The project uses Bun's built-in bundler for creating optimized production builds. The bundling process includes:

Source Compilation:
- TypeScript files are compiled using Bun's native TypeScript support
- Declaration files are generated using bun-plugin-isolated-decl
- Output is optimized for Node.js runtime
CLI Bundling:
- Separate bundle for CLI usage
- Compiled to native binary for improved performance
- Includes shebang for direct execution

Output Structure:

dist/
├── index.js      # Main library bundle
├── index.d.ts    # TypeScript declarations
└── code-tokenizer-md  # CLI executable

Bundle Configuration:
- Target: Node.js
- Module Format: ESM
- Includes source maps
- Preserves path resolution

Project Structure

src/
├── index.ts              # Main exports
├── TokenCleaner.ts       # Code cleaning and redaction
├── MarkdownGenerator.ts  # Markdown generation logic
├── cli.ts               # CLI implementation
├── fileExclusions.ts    # File exclusion patterns
└── fileTypeExclusions.ts # File type exclusions

Dependencies

{
  "dependencies": {
    "llama3-tokenizer-js": "^1.0.0",
    "micromatch": "^4.0.8"
  },
  "peerDependencies": {
    "node": ">=14.0.0"
  },
  "devDependencies": {
    "@eslint/js": "^9.14.0",
    "eslint": "^9.14.0",
    "globals": "^15.12.0",
    "prettier": "^3.3.3",
    "bun": "latest",
    "@types/bun": "latest",
    "@types/node": "^22.9.1",
    "@types/micromatch": "^4.0.9"
  }
}

Development

This project uses bun for its toolchain.
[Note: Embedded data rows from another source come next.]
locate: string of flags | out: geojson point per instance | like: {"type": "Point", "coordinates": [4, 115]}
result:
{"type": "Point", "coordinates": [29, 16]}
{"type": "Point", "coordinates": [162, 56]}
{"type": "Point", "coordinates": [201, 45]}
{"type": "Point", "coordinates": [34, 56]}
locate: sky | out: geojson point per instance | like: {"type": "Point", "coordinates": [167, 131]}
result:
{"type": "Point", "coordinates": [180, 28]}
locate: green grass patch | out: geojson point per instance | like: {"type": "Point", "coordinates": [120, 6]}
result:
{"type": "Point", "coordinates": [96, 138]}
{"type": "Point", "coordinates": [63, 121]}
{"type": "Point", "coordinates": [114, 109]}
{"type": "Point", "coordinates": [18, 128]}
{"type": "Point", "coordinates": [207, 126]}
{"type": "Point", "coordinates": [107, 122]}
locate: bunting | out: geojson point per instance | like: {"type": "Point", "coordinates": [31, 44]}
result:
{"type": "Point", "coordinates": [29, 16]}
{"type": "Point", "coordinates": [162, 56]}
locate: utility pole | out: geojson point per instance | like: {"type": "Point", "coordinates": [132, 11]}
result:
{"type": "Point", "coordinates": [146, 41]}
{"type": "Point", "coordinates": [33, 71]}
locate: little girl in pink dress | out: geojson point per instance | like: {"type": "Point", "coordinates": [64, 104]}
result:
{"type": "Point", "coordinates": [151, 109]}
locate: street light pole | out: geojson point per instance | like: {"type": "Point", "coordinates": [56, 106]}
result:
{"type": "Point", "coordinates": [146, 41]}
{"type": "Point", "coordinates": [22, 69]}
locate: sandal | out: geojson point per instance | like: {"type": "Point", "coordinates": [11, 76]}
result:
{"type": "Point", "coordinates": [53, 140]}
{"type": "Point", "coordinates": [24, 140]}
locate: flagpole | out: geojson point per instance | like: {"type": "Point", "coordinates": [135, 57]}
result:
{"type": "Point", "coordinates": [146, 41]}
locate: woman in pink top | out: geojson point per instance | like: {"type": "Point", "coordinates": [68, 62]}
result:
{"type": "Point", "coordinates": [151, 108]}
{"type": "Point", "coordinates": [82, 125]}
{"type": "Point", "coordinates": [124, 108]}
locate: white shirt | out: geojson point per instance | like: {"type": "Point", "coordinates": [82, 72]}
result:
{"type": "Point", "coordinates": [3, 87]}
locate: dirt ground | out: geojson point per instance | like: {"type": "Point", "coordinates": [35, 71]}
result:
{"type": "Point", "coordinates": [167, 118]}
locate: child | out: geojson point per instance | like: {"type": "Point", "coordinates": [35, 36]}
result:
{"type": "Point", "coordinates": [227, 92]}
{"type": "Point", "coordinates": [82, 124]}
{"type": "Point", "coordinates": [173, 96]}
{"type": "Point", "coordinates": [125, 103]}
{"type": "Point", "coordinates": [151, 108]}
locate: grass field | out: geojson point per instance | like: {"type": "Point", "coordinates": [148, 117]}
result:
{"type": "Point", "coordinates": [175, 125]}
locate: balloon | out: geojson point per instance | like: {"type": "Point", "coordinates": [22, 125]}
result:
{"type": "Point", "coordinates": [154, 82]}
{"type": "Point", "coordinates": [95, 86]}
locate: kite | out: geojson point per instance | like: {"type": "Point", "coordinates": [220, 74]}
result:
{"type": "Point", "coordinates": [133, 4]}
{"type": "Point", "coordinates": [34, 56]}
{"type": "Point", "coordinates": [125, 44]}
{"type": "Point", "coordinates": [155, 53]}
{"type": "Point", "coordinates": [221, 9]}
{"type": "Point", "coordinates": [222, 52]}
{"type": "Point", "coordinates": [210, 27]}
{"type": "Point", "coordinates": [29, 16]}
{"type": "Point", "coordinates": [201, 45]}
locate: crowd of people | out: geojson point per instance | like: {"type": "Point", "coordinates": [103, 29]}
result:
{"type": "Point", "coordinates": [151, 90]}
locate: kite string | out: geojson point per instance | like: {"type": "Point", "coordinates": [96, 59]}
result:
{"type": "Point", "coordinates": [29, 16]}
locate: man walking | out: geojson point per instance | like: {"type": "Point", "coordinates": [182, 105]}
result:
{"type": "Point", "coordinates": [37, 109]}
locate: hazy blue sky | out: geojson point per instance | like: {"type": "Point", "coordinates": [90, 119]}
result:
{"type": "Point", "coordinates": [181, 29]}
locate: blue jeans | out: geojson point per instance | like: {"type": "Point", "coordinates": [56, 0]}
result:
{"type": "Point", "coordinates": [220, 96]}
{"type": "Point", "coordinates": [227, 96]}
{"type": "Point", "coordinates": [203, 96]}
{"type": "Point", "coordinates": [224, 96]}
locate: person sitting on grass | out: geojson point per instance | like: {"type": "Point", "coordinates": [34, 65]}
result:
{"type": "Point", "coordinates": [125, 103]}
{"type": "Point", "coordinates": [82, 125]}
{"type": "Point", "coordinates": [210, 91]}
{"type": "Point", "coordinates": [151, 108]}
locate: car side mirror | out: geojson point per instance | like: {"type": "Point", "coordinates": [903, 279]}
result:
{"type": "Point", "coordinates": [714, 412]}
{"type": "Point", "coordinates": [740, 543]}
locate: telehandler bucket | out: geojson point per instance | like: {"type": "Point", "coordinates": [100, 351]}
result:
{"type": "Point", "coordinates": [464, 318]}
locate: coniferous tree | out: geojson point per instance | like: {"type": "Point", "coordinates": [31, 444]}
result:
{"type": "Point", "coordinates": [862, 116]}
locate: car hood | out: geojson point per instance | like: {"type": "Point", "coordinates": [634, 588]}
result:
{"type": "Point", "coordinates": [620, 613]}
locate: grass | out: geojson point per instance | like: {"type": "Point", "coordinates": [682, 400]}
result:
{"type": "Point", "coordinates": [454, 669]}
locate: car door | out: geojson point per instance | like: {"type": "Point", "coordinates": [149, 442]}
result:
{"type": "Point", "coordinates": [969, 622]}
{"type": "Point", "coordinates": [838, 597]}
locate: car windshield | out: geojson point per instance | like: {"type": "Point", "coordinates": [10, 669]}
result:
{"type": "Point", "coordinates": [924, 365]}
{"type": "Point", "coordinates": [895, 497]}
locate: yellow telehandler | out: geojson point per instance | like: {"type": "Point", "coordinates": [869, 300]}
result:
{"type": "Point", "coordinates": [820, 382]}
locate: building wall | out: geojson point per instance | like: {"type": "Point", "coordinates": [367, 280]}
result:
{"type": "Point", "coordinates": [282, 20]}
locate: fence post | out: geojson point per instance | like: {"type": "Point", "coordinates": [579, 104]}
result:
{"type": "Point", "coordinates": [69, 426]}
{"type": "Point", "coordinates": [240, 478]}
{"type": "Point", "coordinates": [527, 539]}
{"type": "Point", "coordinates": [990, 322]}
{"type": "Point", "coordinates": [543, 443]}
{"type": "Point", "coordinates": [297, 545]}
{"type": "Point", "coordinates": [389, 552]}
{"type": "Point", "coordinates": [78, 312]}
You should be able to use whatever you want as a consumer of the library.

Building

npm run build

Testing

npm test

Linting and Formatting

# Lint
npm run lint

# Fix linting issues
npm run lint:fix

# Format code
npm run format

# Fix all (format + lint)
npm run fix

Extending

Adding Custom Patterns

const generator = new MarkdownGenerator({
  customPatterns: [{ regex: /TODO:/g, replacement: '' }],
  customSecretPatterns: [{ regex: /mySecret/g, replacement: '[REDACTED]' }],
});

Configuration Options

interface MarkdownGeneratorOptions {
  dir?: string;               // Project directory
  outputFilePath?: string;    // Output markdown file path
  fileTypeExclusions?: Set<string>;  // File types to exclude
  fileExclusions?: string[];  // File patterns to exclude
  customPatterns?: Record<string, any>;  // Custom cleaning patterns
  customSecretPatterns?: Record<string, any>;  // Custom redaction patterns
  verbose?: boolean;          // Enable verbose logging
}

Contributing

Fork the repository
Create a feature branch
Commit your changes
Push to the branch
Open a Pull Request

Contribution Guidelines

Write TypeScript code following the project's style
Include appropriate error handling
Add documentation for new features
Include tests for new functionality
Update the README for significant changes

License

Note

This tool requires a git repository to function properly.